46. A method of identifying compounds that bind P. a. MurG protein, comprising the steps of:

a) obtaining a 3-D molecular model of a binding pocket of P. a. MurG protein according to the method of claim 31 ;

b) comparing the model of a) with a library 3-D moelcular models representing structures of candidate compounds to electronically screen the library;

c) identifying candidate compounds whose structures electronically fit in the model of a) as compounds that can bind P. a. MurG protein; and

d) assaying for P. a. MurG protein activity in the presence of the binding candidate compounds identified in step c),

to thereby identify compounds that bind P. a. MurG protein.

47. A method of utilizing molecular replacement to obtain structural information about a molecule or a molecular-complex of unknown structure, comprising the steps of:

a) applying at least a portion of the structure coordinates of P. a MurG protein according to FIG. 1 or FIG. 2, or a homology model thereof to an X-ray diffraction pattern of crystals of the molecule or molecular complex of unknown structure to generate a three-dimensional electron density map of at least a portion of said molecule or molecular complex of unknown structure; and b) generating a structural model of the molecule or molecular complex from the three-dimensional electron density map,

wherein the molecule is sufficiently homologous to P.a. MurG protein comprising amino acid residues according to SEQ. ID. NO: l

48. The method of claim 47, further comprising the steps of:

a) crystallizing said molecule or molecular complexes; and

b) generating an X-ray diffraction pattern from said crystallized molecule or molecular complex.

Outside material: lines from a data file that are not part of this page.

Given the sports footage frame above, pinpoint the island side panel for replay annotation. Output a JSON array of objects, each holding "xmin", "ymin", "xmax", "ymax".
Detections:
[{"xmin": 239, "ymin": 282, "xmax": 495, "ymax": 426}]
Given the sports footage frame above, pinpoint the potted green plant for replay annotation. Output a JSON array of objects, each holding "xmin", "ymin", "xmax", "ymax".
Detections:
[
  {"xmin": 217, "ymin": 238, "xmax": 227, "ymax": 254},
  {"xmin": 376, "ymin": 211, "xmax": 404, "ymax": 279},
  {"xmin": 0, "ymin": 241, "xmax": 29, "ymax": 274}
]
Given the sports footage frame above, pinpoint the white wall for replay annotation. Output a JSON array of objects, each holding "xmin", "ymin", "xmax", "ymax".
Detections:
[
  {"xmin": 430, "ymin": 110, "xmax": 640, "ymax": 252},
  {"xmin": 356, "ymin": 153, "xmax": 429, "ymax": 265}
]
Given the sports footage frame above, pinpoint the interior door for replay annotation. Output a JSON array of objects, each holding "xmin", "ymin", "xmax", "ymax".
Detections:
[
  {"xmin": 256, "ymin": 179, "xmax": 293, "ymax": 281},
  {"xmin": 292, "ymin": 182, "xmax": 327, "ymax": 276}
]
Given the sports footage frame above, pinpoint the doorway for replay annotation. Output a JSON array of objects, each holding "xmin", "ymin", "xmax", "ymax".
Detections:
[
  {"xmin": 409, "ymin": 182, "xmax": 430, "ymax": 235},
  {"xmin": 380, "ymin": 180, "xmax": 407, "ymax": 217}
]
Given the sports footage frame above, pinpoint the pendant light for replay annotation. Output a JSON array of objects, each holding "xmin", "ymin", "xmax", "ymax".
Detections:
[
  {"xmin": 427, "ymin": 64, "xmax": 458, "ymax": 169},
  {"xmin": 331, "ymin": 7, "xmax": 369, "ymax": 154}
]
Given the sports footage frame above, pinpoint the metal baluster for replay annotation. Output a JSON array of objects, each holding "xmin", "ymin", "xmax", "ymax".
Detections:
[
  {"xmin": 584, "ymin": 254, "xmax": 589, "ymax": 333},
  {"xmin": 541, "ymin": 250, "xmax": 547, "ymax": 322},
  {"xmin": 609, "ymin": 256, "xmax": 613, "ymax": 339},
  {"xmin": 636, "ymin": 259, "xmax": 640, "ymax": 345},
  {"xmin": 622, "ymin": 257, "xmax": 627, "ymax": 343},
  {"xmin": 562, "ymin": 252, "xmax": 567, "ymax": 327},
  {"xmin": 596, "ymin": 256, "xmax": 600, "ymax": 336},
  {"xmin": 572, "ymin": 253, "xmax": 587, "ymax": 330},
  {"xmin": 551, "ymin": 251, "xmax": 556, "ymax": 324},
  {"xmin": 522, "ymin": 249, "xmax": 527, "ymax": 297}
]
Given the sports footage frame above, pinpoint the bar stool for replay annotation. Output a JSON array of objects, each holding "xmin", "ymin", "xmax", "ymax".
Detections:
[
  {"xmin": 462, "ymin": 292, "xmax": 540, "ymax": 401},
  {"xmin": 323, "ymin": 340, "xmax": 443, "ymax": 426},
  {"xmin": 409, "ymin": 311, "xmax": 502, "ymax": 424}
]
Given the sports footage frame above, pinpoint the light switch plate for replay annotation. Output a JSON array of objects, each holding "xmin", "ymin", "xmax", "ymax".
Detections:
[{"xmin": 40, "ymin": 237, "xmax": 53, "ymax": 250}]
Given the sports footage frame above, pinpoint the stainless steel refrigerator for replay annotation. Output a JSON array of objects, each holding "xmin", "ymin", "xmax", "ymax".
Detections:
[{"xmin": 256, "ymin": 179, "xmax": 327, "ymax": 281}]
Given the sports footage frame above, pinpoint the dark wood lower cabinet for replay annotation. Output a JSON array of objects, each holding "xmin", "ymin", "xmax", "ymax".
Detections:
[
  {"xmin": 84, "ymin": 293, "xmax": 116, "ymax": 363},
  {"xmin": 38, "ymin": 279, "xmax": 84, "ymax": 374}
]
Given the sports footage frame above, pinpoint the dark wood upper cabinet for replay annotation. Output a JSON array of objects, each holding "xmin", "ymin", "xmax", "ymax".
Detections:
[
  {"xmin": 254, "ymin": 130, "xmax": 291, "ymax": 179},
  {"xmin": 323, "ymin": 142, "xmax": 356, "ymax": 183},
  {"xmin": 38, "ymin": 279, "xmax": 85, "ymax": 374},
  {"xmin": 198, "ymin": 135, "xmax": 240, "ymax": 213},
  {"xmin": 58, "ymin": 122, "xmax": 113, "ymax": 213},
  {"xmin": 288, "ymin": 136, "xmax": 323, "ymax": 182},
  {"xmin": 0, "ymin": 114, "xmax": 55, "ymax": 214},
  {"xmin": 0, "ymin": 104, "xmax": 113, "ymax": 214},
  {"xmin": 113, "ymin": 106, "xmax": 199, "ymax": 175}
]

49. The method of claim 47 or 48, wherein a binding pocket of P.a MurG protein is applied to said to an X-ray diffraction pattern of crystals of the molecule or molecular complex of unknown structure.

50. The method of any one of claims 38-46 and 49, wherein the binding pocket P.a MurG protein comprises R143, F242, 1243, M246 and E267.

51. The method of claim 50 wherein the binding pocket P.a MurG protein comprises G14, H15, F17, N124, R143, L186, S189, F242, 1243, M246, A262, L263, T264 and E267.